Price Breaks and Heartaches
A journal of retail and failed romance
Panties Half Off
(The following story is absolutely almost true, the names of my love interests and friends have been changed because let’s face it they’ve suffered enough.)
'PANTIES HALF OFF', that's what the sign near the employees' only entrance said. Nearby another said, 'CAMISOLES SPECIAL CLEARANCE PRICE'. I was in one of the Mall's many women's clothing stores- The Julia Shop; I never did find out what the Hell that name meant. I was waiting for my job interview to begin, the women working there had told me to just find a seat and wait but the only seats were near the fitting rooms deep in the heart of lingerie territory.
Underwear surrounded me; cotton white, tiger stripes and pink satin all competed for my attention. I tried to keep my eyes focused on my freshly shined shoes. For some reason I felt like I was a kid again slyly stealing glances at the ladies underwear section of the Sears catalog when I was supposed to be making my Christmas list.
Oh, even at eight years old I knew the present I really wanted but I had learned fast that when you asked Santa for Raquel Welch all you got was a dirty look and a broken heart on Christmas morning.
I thought to myself that Adrian, one of my longtime friends, would have loved this. He was crazy for pictures of women in corsets and stockings; he got more of a thrill out of them than he did with pictures of naked women. He was always about accessories and upgrades.
This and more went through my mind as I waited anything at all to keep myself from the realization that at 19 this was the closest I had ever been to a woman's underwear.
“Are you Al?” a pleasant almost matronly voice asked.

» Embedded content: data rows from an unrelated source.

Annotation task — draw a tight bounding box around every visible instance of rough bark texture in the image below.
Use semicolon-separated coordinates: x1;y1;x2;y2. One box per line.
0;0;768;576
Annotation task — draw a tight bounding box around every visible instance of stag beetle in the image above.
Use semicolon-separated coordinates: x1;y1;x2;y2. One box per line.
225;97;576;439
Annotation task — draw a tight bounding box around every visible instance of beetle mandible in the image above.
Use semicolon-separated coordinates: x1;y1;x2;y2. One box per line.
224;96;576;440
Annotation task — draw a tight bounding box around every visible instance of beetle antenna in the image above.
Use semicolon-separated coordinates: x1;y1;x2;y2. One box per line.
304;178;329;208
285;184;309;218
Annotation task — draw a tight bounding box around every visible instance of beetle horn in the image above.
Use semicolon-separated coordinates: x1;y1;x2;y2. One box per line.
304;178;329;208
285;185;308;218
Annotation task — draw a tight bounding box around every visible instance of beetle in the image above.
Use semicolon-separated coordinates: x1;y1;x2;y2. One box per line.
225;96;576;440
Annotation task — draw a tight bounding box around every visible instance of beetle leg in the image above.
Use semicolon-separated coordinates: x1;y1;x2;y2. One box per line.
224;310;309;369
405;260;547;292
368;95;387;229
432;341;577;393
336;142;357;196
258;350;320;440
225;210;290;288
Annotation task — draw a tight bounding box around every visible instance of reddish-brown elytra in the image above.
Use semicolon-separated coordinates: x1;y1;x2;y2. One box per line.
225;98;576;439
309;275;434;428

I looked up expecting to see an older woman but the woman talking to me was in her thirties and petite, even in heels. Right off that bat I could see there was something sweet and easy going about her. That was always a plus because I knew that while I would never be able to use the Bruno charm to get her on my staff, I certainly could use it to get on her staff.
Wow that sounded dirtier than I thought.
“I'm Beverly the store manager,” she led me past the mirrors into the back of the Julia Shop. The stock room was actually more spacious than the store itself, there were clothes everywhere and where there weren't clothes there were boxes and boxes of shoes. Imelda Marcos had nothing on this place. There was a trim sour-faced woman working a few feet away from us, unpacking cardboard boxes and hanging dresses on rolling metal racks.
“What do you think?”
“Not what I expected,” we sat down at the break room table.
She looked over my resume, “Are you going to college?”
“Maybe someday,” I said. “I just want to figure out what I want first.”
“At 19 all I wanted was a beer.”
“Well it’s a good thing you're a lot older than that now,” I cringed the minute the words left my mouth. Oh, yeah the Bruno charm was kicking into high gear.
“Well,” she put my resume aside, “Tell me about yourself.”
I cleared my throat. I never knew what to say at moments like this, I only knew that if I actually did tell her about myself she would end up calling security.
There was a rattle as the woman working behind us shoved a rack full of clothes out onto the sales floor and grabbed another empty one to fill up.
“Where to begin...” I tried to sound thoughtful, “...well I'm a self starter. I have to be, my car isn't working right now.”
That got a snicker, but to someone like me a polite chuckle was like the taste of blood in the water to a shark. I pressed on, “As you can see I've worked in a supermarket and a in a fast food restaurant. I decided for my next job I was going to find a place that didn't smell like food.”
She looked me in the eye, “Is that what made you think to apply here?”
“No. Actually it was the 'Help Wanted' sign.” Another laugh, my confidence grew, “I mean that and the money.”
I charmed my way through the interview and found myself employed again. The mall was close enough where I could take the bus or just walk there if I felt like it. My car was still sitting in my parents' back yard waiting to be repaired. I missed being able to go where I wanted and when, I missed not having to worry about the rain, snow and the occasional rock throwing dingbat that recognized me from high school.